Airbags are keyed off a sensor in the bumper is my understanding and the plow translocates all the pressure to the frame.

Unless that truck has a different setup whinh I doubt.....dont worry about it.


----------



## SnoFarmer (Oct 15, 2004)

LLM Ann Arbor said:


> Airbags are keyed off a sensor in the bumper is my understanding and the plow translocates all the pressure to the frame.
> 
> Unless that truck has a different setup whinh I doubt.....dont worry about it.


 LOL the dreaded air bag debate.:crying:

LLM Ann Arbor.
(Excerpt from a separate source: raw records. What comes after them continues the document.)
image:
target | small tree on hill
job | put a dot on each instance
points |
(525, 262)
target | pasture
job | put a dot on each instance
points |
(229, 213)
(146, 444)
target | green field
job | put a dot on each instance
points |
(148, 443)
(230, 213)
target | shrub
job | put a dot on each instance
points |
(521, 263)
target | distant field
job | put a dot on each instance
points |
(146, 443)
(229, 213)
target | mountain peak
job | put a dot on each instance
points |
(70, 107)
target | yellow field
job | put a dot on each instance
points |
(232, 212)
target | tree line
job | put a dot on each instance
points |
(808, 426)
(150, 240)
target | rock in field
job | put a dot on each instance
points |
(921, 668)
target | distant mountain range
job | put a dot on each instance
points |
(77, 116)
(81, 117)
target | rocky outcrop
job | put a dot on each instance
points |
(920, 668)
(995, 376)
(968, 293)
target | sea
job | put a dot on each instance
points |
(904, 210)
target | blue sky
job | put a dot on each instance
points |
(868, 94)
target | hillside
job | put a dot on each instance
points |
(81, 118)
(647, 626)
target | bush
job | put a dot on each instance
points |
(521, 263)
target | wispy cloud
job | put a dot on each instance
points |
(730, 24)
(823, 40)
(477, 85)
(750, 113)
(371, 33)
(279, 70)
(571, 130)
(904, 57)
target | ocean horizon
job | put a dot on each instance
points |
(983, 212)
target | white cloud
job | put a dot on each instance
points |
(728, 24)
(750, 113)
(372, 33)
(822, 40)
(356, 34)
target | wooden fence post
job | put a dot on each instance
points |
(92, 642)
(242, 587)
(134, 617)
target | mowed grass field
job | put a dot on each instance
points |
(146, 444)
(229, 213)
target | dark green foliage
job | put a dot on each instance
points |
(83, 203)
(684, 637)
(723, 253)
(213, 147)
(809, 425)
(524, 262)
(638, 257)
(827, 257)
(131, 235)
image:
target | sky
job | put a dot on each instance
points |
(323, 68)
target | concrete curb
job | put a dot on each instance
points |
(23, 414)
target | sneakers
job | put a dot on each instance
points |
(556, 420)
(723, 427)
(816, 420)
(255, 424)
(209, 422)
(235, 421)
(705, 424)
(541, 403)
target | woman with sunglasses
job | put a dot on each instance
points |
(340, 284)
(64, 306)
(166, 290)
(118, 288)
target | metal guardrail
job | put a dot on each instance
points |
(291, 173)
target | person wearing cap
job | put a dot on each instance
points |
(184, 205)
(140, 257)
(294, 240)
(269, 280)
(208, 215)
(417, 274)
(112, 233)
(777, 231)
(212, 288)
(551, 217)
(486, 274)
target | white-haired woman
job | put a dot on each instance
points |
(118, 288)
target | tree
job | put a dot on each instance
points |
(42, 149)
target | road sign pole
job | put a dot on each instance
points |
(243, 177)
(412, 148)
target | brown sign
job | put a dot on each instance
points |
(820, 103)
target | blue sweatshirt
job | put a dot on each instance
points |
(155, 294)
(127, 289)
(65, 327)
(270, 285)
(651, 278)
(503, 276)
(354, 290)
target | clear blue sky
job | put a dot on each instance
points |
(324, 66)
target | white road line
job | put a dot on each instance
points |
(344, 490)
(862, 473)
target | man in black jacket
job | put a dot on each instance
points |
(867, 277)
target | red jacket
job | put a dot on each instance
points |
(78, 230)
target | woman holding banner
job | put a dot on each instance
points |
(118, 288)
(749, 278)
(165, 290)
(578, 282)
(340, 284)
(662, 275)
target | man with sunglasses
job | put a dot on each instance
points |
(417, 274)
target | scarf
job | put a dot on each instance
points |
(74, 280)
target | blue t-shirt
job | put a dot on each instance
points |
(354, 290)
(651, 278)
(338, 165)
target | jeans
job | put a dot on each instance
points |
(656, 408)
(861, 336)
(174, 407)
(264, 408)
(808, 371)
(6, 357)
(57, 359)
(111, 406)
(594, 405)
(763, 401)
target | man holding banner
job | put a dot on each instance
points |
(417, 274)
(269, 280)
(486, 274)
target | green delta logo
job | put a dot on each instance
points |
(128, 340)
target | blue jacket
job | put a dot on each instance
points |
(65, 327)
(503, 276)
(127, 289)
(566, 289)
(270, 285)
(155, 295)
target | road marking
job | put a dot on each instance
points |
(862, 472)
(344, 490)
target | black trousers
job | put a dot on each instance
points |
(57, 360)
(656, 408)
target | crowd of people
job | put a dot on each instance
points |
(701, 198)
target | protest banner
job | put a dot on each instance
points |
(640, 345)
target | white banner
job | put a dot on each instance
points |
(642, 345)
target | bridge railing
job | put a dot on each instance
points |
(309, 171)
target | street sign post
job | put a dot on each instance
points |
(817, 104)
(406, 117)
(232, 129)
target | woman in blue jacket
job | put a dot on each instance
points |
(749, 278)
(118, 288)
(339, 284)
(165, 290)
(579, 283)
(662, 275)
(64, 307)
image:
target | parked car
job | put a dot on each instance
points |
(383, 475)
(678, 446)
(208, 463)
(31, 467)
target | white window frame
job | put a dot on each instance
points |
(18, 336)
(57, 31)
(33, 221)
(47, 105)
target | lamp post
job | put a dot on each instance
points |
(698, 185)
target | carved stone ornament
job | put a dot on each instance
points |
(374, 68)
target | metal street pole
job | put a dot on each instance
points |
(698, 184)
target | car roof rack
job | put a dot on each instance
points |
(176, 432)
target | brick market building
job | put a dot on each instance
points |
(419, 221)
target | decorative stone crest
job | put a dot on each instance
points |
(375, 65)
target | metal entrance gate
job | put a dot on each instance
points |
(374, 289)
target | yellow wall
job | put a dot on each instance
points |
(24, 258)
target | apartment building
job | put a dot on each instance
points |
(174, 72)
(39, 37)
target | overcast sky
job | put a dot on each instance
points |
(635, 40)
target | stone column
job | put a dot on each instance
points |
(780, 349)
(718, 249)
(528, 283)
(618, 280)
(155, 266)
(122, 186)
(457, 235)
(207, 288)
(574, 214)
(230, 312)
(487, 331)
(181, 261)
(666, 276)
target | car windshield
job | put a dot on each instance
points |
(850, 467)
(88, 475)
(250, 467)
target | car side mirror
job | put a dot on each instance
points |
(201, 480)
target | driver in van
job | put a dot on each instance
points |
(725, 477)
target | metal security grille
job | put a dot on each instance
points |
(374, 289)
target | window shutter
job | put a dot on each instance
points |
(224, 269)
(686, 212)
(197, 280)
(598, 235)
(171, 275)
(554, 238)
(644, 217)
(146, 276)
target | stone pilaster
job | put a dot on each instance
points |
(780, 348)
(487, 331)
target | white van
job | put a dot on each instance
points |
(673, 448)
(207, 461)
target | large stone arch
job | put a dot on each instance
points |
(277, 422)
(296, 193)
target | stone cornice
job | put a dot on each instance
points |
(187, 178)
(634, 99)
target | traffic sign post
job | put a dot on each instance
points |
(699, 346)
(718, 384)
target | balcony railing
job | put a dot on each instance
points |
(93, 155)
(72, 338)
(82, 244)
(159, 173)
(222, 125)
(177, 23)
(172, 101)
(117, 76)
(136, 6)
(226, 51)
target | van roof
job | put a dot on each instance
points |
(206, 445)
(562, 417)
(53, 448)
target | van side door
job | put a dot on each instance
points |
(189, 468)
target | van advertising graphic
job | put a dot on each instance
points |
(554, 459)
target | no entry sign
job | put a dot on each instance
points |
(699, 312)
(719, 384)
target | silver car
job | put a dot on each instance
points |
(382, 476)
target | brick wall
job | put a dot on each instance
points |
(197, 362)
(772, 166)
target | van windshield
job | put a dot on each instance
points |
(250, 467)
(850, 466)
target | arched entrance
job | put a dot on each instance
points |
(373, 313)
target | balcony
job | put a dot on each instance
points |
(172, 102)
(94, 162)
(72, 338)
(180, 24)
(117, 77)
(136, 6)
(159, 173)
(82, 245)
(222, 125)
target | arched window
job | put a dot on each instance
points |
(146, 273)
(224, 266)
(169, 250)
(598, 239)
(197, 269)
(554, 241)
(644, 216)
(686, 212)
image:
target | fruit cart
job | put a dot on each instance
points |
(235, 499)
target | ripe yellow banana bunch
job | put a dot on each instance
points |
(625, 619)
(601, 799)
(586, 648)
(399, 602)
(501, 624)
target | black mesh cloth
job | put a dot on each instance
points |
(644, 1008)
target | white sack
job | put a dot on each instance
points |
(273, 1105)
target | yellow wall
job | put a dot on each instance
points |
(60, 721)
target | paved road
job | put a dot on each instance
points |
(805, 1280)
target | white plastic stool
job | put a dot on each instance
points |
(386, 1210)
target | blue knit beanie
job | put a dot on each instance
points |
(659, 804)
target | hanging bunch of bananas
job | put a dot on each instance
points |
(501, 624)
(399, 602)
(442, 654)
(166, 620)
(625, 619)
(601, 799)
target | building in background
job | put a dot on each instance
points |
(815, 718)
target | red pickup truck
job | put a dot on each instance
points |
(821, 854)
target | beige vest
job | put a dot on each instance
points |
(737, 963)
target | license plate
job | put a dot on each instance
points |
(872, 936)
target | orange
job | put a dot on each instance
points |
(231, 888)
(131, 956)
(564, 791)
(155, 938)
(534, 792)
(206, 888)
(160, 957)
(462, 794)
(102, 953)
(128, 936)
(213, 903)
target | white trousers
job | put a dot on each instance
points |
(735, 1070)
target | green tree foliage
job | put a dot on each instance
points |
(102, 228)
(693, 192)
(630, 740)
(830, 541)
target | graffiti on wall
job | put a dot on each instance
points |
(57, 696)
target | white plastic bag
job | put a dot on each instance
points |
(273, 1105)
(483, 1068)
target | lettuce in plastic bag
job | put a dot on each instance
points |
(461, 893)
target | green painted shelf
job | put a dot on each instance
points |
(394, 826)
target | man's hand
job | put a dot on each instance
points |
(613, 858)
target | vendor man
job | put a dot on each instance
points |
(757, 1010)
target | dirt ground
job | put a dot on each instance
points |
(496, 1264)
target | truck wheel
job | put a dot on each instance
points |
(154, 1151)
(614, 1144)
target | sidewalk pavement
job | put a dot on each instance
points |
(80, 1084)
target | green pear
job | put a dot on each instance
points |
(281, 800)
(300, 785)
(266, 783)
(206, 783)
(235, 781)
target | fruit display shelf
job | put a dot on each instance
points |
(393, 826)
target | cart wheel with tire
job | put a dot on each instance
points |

Go and look behind some bumpers of trucks and SUV's for those mythical sensors.

Some CARS may have sensors on the bumpers, but I bought it.
Bumpers are made to bump things,
Most sensors are ether connected to the FRAME or they are centrally controlled by a inertia sensor mounted in the cab on top of the tunnel.
I have removed a few bumpers and have yet to see any of those yellow & black air bag wires any where.
Most air bags will need quite a jolt to set them off. I would not worry about the air bag going off.


----------



## LLM Ann Arbor (Sep 18, 2006)

I think back in the day they were tied into the bumper to go off at above 15mph or something.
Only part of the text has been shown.